In 1898, pioneer French producer Georges Méliès staged his own version of a sea battle in the Greco-Turkish War, using toy-size ships in a tiny ocean. A few months later he used miniatures to stage the destruction of the U.S.S. Maine in Havana Harbor and the naval seige of Manila. At about the same time in New York, artists Albert E. Smith and J. Stuart Blackton, the founders of Vitagraph Pictures, produced the Battle of Santiago Bay in miniature. The "bay" was actually one of Blackton's mounted canvasses turned face down and filled with water, while the ships were photos mounted on wooden bases and pulled with strings. Explosions were simulated by setting off black powder with a wire taper, and the "smoke of battle" was rendered with cigar and cigarette smoke blown into the scene by Mrs. Blackton and an office boy.

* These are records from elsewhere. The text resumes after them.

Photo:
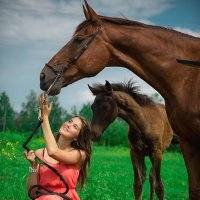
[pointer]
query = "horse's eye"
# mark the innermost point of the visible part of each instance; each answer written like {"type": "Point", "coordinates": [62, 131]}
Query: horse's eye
{"type": "Point", "coordinates": [79, 39]}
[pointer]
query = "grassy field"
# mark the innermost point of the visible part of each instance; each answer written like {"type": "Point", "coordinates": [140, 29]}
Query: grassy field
{"type": "Point", "coordinates": [111, 174]}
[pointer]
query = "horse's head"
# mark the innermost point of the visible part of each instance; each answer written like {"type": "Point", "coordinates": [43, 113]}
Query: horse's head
{"type": "Point", "coordinates": [84, 55]}
{"type": "Point", "coordinates": [104, 109]}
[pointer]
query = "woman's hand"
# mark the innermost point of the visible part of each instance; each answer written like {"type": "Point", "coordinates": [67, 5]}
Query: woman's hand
{"type": "Point", "coordinates": [30, 156]}
{"type": "Point", "coordinates": [45, 108]}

These primitive efforts seemed real enough to the film patrons of that time, but it's a giant step removed from the sinking of the Titanic in last year's mind-boggling, blockbuster production. The intervening century has seen many strikingly realistic depictions of catastrophes at sea, crafted with increasingly sophisticated techniques. Long before the dawn of digital effects, large miniatures if you'll pardon the contradiction in terms were employed for sea action. The ships had to be fairly big because water, flames and explosions do not lend themselves to miniaturization.
The Japanese aircraft carrier shown above was built to order in 1942 for a medium-budget Universal picture, We've Never Been Licked, which featured the wizardry of famed visual effects cinematographer John P. Fulton, ASC. A wealth of detail includes several "Zeros" (fighter planes), anti-aircraft guns and nine-inch figures of crew members. Fred Knoth's pyrotechnics crew is prepping the ship for destruction by torpedoes, bombs and a suicide plane. Fulton added more reality to the effect by staging live-action elements and printing them onto the deck of the ship. The two smaller ships are actually speedboats from which concealed cameramen could capture varied angles of the action.
In the photo of the ship raging in flames, Fulton is the man in the outboard motorboat, heading in for some close views. Camera cranking speeds for such action ranged from six to as much as 15 times normal frame rates. Most action of this kind was filmed in shallow water in studio tanks, with the ships moving on rails, but Fulton preferred natural bodies of water and motorized ships. These sequences were executed in the bay at Santa Barbara. The cameraman also utilized Lake Tahoe, the Salton Sea and other locations for further marine scenes.